Edward Berger a fait un thriller politique autour du milieu de la papauté : bien tenu, mais trop démagogique pour aspirer à mieux.
Quand le pape décède de façon inattendue et mystérieuse, le cardinal Lawrence se retrouve en charge d’organiser la sélection de son successeur. Alors que les machinations politiques au sein du Vatican s’intensifient, il se rend compte que le défunt leur avait caché un secret qu’il doit découvrir avant qu’un nouveau Pape ne soit choisi. Ce qui va se passer derrière ces murs changera la face du monde.
Du Nom de La Rose à Benedetta en passant par la série Borgia sur Canal +, l’union entre l’Église catholique et le thriller a toujours fourni un mariage très épanoui dans le cinéma. Cet arrangement perdure encore aujourd’hui avec ce Conclave, petit film événement de cette fin d’année, encensé par la critique outre atlantique, et poussé dans son élan pour les Oscars par le chariot des polémiques de vigueur dès qu’une œuvre s’attaque au très libéral Vatican.
House of cardinals
On comprend que sa thèse fit néanmoins grincer les dents de Rome : la papauté n’est peinte que comme une arène politique comme une autre, où la soutane remplace le costard cravate. Après la mort du pape, c’est comme des rapaces que les cardinaux vont se livrer pour sa succession. Une lutte où se mêlent coups bas, intrigues et ambition dévorante. La religion se confond ainsi avec à un marchepied, la parole, un art de la tromperie, et Dieu, un prétexte. Ils conspirent, mentent, et traficotent dans l’ombre comme pour n’importe quelle basse élection humaine. Tant qu’il y aura des hommes, il y aura de la politique, et tant qu’il y aura de la politique, il y aura de la corruption, semble nous dire le cinéaste.
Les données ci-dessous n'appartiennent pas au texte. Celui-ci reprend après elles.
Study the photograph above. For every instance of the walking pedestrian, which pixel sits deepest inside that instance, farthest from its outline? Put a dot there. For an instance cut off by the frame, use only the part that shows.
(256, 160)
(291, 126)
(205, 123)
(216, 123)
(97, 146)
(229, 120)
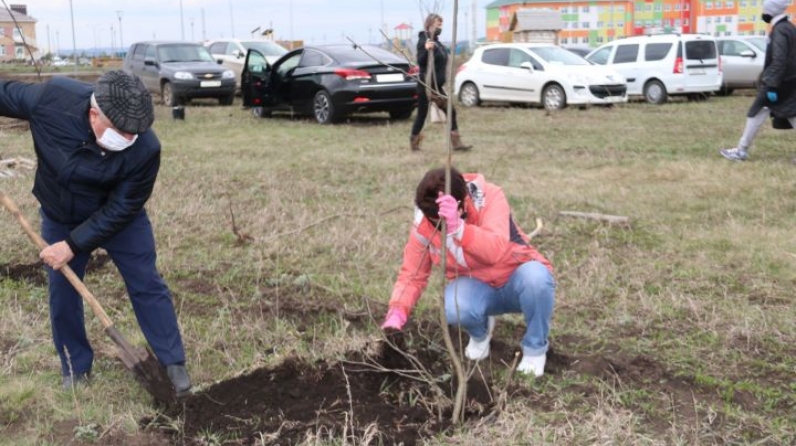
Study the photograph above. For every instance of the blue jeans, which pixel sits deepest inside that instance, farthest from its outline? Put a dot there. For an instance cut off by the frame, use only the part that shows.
(133, 252)
(530, 291)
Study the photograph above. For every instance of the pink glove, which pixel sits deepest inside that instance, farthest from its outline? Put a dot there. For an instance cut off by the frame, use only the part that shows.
(449, 210)
(396, 318)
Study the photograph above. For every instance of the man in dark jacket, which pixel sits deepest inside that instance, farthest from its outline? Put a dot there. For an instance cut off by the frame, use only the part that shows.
(777, 94)
(98, 160)
(429, 48)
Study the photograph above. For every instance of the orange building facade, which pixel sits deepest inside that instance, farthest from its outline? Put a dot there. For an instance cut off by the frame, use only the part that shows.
(598, 21)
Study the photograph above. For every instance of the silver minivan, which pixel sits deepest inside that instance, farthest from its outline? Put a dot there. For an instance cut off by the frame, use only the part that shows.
(658, 66)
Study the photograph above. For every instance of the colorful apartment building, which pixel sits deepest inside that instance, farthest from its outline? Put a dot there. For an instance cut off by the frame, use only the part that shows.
(592, 22)
(13, 39)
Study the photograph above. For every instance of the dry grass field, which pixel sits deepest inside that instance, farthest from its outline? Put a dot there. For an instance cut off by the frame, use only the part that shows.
(677, 329)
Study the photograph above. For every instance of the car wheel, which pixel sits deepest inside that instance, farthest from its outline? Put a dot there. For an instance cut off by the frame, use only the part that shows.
(402, 114)
(259, 112)
(655, 92)
(323, 108)
(469, 96)
(226, 100)
(168, 95)
(553, 97)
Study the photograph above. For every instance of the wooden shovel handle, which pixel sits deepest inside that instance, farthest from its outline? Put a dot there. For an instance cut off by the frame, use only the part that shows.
(66, 270)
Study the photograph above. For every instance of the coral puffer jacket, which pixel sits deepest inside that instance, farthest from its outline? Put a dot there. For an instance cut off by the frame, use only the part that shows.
(489, 248)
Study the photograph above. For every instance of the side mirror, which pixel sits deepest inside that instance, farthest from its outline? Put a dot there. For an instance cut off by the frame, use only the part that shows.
(528, 66)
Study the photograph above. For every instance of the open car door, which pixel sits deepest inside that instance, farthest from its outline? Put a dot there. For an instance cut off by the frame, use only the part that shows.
(255, 82)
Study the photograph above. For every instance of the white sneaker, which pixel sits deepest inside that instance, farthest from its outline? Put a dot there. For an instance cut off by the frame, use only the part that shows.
(478, 350)
(532, 365)
(734, 154)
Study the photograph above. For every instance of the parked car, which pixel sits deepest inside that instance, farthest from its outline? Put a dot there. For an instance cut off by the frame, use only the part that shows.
(662, 65)
(536, 73)
(581, 51)
(232, 52)
(741, 61)
(758, 41)
(329, 82)
(180, 71)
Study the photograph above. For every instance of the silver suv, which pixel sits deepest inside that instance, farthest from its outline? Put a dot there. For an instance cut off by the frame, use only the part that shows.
(180, 71)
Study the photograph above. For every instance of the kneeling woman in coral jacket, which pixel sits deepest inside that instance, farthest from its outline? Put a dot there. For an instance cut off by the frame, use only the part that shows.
(492, 268)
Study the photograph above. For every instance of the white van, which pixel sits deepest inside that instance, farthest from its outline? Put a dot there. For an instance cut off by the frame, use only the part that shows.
(661, 65)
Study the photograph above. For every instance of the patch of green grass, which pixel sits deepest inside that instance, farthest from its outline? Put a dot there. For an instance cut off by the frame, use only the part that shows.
(700, 283)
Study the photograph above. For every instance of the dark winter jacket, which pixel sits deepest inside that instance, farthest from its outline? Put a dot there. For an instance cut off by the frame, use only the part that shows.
(79, 184)
(779, 72)
(440, 59)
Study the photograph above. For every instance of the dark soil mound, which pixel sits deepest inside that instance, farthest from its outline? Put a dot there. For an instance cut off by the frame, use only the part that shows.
(395, 395)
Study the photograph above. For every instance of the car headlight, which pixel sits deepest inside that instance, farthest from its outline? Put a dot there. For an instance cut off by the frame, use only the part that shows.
(579, 80)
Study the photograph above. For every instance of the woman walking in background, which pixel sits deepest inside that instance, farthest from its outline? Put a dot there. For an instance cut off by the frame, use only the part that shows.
(428, 45)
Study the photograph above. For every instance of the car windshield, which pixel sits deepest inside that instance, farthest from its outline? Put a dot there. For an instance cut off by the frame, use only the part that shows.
(183, 53)
(265, 48)
(759, 42)
(557, 56)
(346, 54)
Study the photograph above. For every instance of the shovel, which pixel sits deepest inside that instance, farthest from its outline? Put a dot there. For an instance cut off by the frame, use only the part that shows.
(141, 361)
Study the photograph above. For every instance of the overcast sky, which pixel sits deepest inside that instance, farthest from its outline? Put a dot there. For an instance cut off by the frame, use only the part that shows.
(314, 21)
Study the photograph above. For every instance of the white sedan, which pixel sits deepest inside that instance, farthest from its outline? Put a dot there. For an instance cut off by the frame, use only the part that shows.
(536, 73)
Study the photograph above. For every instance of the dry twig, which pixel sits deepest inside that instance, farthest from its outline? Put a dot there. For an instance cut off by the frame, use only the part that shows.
(612, 219)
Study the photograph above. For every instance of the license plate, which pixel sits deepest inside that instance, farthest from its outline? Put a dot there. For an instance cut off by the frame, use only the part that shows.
(395, 77)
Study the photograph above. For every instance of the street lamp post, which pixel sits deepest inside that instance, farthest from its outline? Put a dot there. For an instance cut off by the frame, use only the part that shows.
(121, 39)
(182, 23)
(74, 41)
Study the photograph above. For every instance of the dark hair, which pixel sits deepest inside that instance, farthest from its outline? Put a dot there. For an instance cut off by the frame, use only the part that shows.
(432, 184)
(430, 19)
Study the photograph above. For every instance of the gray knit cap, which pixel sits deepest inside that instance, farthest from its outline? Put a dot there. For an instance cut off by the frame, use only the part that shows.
(775, 7)
(124, 99)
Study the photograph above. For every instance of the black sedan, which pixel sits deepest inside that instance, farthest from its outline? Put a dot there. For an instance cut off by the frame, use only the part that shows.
(329, 82)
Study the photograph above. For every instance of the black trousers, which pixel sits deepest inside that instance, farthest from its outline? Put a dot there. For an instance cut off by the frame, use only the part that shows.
(422, 111)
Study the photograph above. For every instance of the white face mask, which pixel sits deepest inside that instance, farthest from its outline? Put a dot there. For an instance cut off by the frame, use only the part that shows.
(113, 141)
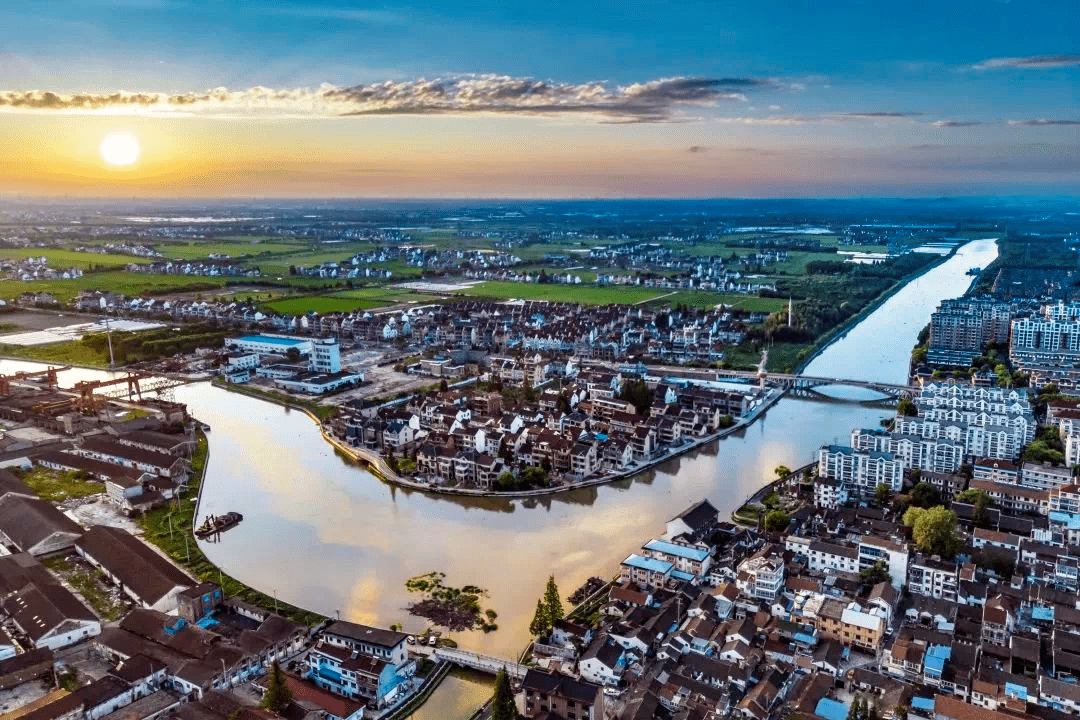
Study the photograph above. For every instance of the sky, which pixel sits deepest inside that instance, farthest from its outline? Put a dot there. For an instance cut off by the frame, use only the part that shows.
(628, 98)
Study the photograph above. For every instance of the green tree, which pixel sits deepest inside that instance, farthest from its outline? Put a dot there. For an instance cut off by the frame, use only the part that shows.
(934, 530)
(502, 703)
(278, 695)
(777, 520)
(882, 493)
(552, 601)
(540, 626)
(981, 499)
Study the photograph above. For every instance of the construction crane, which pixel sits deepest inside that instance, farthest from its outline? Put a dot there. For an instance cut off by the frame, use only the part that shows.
(50, 375)
(86, 401)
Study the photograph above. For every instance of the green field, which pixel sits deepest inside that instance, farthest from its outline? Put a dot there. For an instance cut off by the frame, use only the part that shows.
(320, 303)
(59, 259)
(239, 248)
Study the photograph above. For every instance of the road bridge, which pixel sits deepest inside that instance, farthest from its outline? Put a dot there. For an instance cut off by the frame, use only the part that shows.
(809, 381)
(474, 661)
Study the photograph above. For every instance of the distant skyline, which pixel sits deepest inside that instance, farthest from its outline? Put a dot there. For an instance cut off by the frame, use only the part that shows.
(524, 99)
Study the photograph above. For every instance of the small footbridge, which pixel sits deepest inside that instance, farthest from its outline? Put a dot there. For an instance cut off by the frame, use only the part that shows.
(474, 661)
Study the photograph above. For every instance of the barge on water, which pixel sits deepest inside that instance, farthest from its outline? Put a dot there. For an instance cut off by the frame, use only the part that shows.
(217, 524)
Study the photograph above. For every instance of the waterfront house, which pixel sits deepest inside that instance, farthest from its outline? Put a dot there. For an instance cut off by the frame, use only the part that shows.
(548, 694)
(140, 572)
(36, 527)
(603, 663)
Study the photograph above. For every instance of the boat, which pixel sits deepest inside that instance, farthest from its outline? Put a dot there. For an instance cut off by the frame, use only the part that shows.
(215, 524)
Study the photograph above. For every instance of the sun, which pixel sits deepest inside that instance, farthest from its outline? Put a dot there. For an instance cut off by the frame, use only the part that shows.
(120, 149)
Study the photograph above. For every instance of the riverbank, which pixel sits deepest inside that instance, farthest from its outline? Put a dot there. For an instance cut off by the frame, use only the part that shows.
(378, 466)
(822, 343)
(171, 528)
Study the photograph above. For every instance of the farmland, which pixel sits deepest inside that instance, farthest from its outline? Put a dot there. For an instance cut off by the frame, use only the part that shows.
(64, 259)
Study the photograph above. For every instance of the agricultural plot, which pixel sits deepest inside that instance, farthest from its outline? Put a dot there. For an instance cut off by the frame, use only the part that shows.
(127, 283)
(62, 259)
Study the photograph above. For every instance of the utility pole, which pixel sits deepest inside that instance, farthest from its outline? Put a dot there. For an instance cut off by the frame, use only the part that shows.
(108, 336)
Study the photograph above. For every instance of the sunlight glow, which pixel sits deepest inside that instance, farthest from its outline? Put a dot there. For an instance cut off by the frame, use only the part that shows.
(120, 149)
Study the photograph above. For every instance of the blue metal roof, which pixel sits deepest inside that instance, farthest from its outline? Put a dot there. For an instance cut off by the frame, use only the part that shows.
(677, 551)
(647, 564)
(270, 340)
(829, 709)
(935, 657)
(1039, 612)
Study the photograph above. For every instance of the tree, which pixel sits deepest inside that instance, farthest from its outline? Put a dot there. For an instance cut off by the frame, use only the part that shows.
(981, 499)
(882, 493)
(874, 574)
(777, 520)
(925, 494)
(278, 695)
(552, 601)
(502, 703)
(540, 626)
(934, 530)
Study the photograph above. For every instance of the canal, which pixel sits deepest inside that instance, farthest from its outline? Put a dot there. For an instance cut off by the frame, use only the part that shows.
(326, 535)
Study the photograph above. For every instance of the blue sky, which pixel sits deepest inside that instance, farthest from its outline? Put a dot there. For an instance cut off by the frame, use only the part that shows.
(886, 87)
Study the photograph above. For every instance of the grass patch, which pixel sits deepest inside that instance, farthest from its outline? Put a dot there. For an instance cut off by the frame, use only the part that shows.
(181, 546)
(88, 583)
(320, 303)
(112, 281)
(72, 352)
(56, 486)
(62, 259)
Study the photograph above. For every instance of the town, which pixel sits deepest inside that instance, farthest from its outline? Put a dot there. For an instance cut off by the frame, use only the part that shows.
(921, 568)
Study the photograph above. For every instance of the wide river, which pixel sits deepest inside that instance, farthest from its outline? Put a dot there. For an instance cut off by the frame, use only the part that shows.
(329, 537)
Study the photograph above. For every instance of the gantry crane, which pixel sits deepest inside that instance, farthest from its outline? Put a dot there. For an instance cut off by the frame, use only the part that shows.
(50, 375)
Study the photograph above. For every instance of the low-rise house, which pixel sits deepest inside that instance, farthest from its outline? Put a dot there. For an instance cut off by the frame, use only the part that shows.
(547, 694)
(36, 527)
(142, 573)
(603, 663)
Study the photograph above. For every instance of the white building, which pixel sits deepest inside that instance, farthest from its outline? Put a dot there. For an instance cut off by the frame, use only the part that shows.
(860, 471)
(325, 355)
(268, 344)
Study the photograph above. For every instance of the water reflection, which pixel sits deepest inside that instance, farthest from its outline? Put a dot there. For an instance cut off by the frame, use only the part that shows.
(324, 534)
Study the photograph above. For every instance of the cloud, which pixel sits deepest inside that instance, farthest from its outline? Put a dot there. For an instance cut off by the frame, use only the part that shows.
(1028, 63)
(1037, 122)
(656, 100)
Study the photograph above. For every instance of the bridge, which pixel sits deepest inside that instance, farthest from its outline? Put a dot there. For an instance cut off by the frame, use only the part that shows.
(474, 661)
(810, 382)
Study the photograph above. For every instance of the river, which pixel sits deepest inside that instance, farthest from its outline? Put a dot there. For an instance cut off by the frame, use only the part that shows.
(328, 537)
Une profondeur thématique dont on racle vite le fond, et que le film s’emploie à combler par des réflexions sur la dualité entre vérité et devoir, la foi et idéalisme, doublé d’un regard sur les questionnements très actuels que traversent l’Eglise. Mais sa timidité sur ces sujets se fait sentir, en refusant d’embrasser véritablement la crise existentielle de son héros (qui ne sera jamais explicitée), quand il ne tombe pas dans la démagogie ou la caricature la plus grotesque. À force de courir plusieurs lièvres à la fois, le film finit par n’en attraper aucun.
Une forme grand public
Mais au fond, Conclave doit s’apprécier pour ce qu’il est en premier lieu : un petit théâtre de tension et chuchotements très tenu, surélevé par un décorum prodigieux (Le Vatican, à mi chemin entre le docu et la reconstitution kubrickienne ), et une science rigoureuse de son dispositif. Le plan d’Edward Berger n’est pas neuf, mais il est correctement appliqué et fonctionne : établir son thriller dans un écrin qui lui est naturellement antithétique, soit un huis clos purement bavard et fixe ( tout l’enjeu gravite autour de dépouillements de voix), et le dynamiter par un grand dynamisme formel. D’où le recours à un arsenal d’effets pour secouer le cadre, le faire vibrer et y accueillir autre chose que des catholiques : un score ultra agressif, des ralentis emphatiques et un montage sec et nerveux.
Une démonstration à la fois brillante et pataude, dont le point d’hystérie est cependant toujours freiné par le jeu tout en finesse du casting, Ralph Fiennes en tête. C’est lui, et tous les autres (Stanley Tucci est aussi formidable) qui, par le biais de dialogues ou de monologues, donnent au film une intériorité que la mise en scène peine à atteindre d’elle-même. Au passage, une énième preuve, mais en fallait-il une de plus, que l’école britannique des comédiens surpasse de très loin l’Américaine.
Un peu miné par cette accessibilité racoleuse, Conclave réussit à tromper l’ennui mais pas l’oubli. Reste que pour un dimanche à la place de la messe, on prend tous les jours.